According to the International Society of Nutrition and Sport, for muscle growth and maintenance of lean mass, as well as for physical exercise, an intake of between 1.4 and 2.0 grams of protein per kg per day is necessary .

A 70 kg person would therefore need to consume between 98 and 140 grams of protein per day.

The sooner the better, but it’s never too late

Lyon maintains that it’s never too early to start training.

“What I mean by that is that physical activity should be a way of life. I’m a mother of two young children and we already exercise as a family – of course, in their case, d ‘a child-friendly way If you train from a young age, it prepares the muscle to be healthier in the future.’

But even for someone who has been training since he was young and constantly, the doctor admits that losing muscle mass is still quite easy.

“In one week of inactivity, we are already seeing significant losses. This becomes very clear when we look at people who have been admitted to intensive care, for example.

On the other hand, more optimistically, Lyon explains that muscles have a kind of memory.

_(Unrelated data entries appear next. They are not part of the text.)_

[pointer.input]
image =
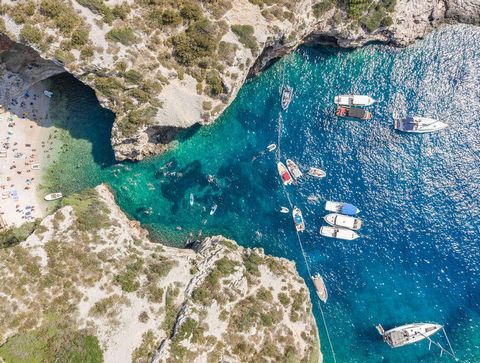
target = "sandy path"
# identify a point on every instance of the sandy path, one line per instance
(24, 132)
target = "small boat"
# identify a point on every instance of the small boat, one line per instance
(294, 169)
(286, 96)
(408, 334)
(316, 172)
(354, 100)
(339, 220)
(298, 219)
(213, 210)
(352, 112)
(419, 125)
(284, 174)
(337, 232)
(340, 207)
(320, 287)
(53, 196)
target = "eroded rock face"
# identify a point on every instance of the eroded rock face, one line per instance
(88, 274)
(140, 72)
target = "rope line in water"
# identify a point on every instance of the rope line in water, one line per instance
(277, 156)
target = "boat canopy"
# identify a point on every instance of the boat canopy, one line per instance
(349, 209)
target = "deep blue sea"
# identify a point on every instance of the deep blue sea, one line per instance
(419, 255)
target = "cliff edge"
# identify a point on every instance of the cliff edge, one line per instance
(88, 285)
(162, 66)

“It’s a lot easier to get fit than to get fit from scratch. If you start young, it’s even better.”

But she explains that this should not scare those who are going to start exercising at an older age: it is possible to achieve good results at any age, and a balanced diet and training focused on your personal characteristics can only bring benefits.

“The body depends on activity. We were made to be active creatures, and when we reduce physical activity, we run the risk of physical disabilities.

She argues that as we age, we need to become more active, not less.

“Inactivity is not an option for a healthy person. The more healthy muscle mass you have, the greater your ability to survive against all kinds of illnesses, whether it’s cancer, falls or any other something else, is greater. The more healthy muscle mass you have, the better your ability to be self-reliant and survive. There is nothing more important to the elderly population than having muscle.

And for those looking to escape a sedentary lifestyle, Lyon leaves some advice.

“Don’t expect motivation or rely on specific goals. The most important thing to think about is that the years you have left to live can be changed if you make good choices about yourself.